Fetching the historical data for USD-BRL

response = requests.get(url_usdbrl)
data_usdbrl = response.json()

df_usdbrl = pd.DataFrame(data_usdbrl)
df_usdbrl['ds'] = pd.to_datetime(df_usdbrl['data'], format='%d/%m/%Y')
df_usdbrl['y'] = df_usdbrl['valor'].astype(float)
df_usdbrl = df_usdbrl[['ds', 'y']]

Adding regressors to enhance our model's performance

A regressor can be any variable in a regression model that is used to predict a response variable.

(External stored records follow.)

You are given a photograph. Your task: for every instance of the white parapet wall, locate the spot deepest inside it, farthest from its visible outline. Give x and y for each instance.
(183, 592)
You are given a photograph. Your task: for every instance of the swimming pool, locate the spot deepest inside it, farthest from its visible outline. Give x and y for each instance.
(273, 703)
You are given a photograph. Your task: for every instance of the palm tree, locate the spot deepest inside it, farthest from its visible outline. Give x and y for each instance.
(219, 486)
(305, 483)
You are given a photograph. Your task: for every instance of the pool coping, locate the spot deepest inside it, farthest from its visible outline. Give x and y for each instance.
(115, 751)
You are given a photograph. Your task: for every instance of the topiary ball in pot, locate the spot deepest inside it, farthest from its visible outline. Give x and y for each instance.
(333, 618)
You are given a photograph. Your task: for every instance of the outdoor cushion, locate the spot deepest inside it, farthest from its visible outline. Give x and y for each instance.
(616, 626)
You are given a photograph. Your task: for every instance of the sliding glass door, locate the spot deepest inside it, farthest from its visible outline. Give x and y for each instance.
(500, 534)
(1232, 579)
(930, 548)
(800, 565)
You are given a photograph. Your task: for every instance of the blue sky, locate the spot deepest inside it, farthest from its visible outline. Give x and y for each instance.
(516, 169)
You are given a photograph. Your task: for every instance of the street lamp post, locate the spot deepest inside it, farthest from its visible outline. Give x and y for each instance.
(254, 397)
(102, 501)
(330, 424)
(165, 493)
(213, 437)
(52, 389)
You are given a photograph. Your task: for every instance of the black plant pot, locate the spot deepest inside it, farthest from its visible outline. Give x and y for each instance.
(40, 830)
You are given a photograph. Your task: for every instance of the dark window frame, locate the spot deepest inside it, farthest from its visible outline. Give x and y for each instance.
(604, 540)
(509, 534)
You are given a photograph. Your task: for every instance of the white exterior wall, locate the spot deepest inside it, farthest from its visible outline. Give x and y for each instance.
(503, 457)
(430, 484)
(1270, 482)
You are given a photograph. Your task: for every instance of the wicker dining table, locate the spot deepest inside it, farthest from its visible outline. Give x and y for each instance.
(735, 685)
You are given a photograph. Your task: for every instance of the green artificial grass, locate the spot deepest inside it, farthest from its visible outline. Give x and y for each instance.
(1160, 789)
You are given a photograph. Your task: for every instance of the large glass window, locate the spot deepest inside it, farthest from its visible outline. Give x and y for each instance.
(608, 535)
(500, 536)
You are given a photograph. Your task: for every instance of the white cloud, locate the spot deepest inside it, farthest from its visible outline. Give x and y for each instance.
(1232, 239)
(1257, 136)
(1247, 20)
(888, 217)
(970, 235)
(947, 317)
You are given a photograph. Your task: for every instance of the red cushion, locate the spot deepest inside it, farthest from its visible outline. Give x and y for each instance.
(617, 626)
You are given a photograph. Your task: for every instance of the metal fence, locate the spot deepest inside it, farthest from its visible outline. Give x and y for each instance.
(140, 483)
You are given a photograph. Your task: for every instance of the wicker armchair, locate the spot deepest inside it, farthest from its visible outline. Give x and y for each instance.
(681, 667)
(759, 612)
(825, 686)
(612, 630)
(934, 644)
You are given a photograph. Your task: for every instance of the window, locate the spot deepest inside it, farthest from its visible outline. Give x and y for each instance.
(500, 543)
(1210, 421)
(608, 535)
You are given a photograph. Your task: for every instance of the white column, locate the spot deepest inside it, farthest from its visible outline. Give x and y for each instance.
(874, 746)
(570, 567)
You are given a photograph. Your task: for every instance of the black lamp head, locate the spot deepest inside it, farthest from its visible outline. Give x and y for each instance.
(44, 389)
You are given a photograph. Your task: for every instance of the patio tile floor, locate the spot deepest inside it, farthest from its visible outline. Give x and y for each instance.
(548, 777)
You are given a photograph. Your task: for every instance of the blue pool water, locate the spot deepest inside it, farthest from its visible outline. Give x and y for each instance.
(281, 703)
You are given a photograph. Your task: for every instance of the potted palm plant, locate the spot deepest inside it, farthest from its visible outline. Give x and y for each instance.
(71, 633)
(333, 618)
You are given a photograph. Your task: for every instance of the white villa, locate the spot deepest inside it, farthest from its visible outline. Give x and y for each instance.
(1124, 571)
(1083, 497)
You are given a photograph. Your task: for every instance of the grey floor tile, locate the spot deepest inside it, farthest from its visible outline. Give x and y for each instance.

Prophet allows us to add multiple regressors, so we will have 2:

Interest Rates
Central Bank Meeting Dates

*We also have the holidays, but they are not considered external regressors, since they are "part of the equation".

Interest Rates

# ====== GETTING INTEREST RATES FROM BRAZIL ======
response = requests.get(url_brazil_interest_rates)
data_selic = response.json()

df_selic = pd.DataFrame(data_selic)
df_selic['ds'] = pd.to_datetime(df_selic['data'], format='%d/%m/%Y')
df_selic['selic'] = df_selic['valor'].astype(float)
df_selic = df_selic[['ds', 'selic']]

# Fill missing dates if needed
today = pd.to_datetime(datetime.today().date())
if today not in df_selic['ds'].values:
    last_selic = df_selic.sort_values('ds')['selic'].iloc[-1]
    new_row = pd.DataFrame({'ds': [today], 'selic': [last_selic]})
    df_selic = pd.concat([df_selic, new_row], ignore_index=True)
    df_selic = df_selic.sort_values('ds').reset_index(drop=True)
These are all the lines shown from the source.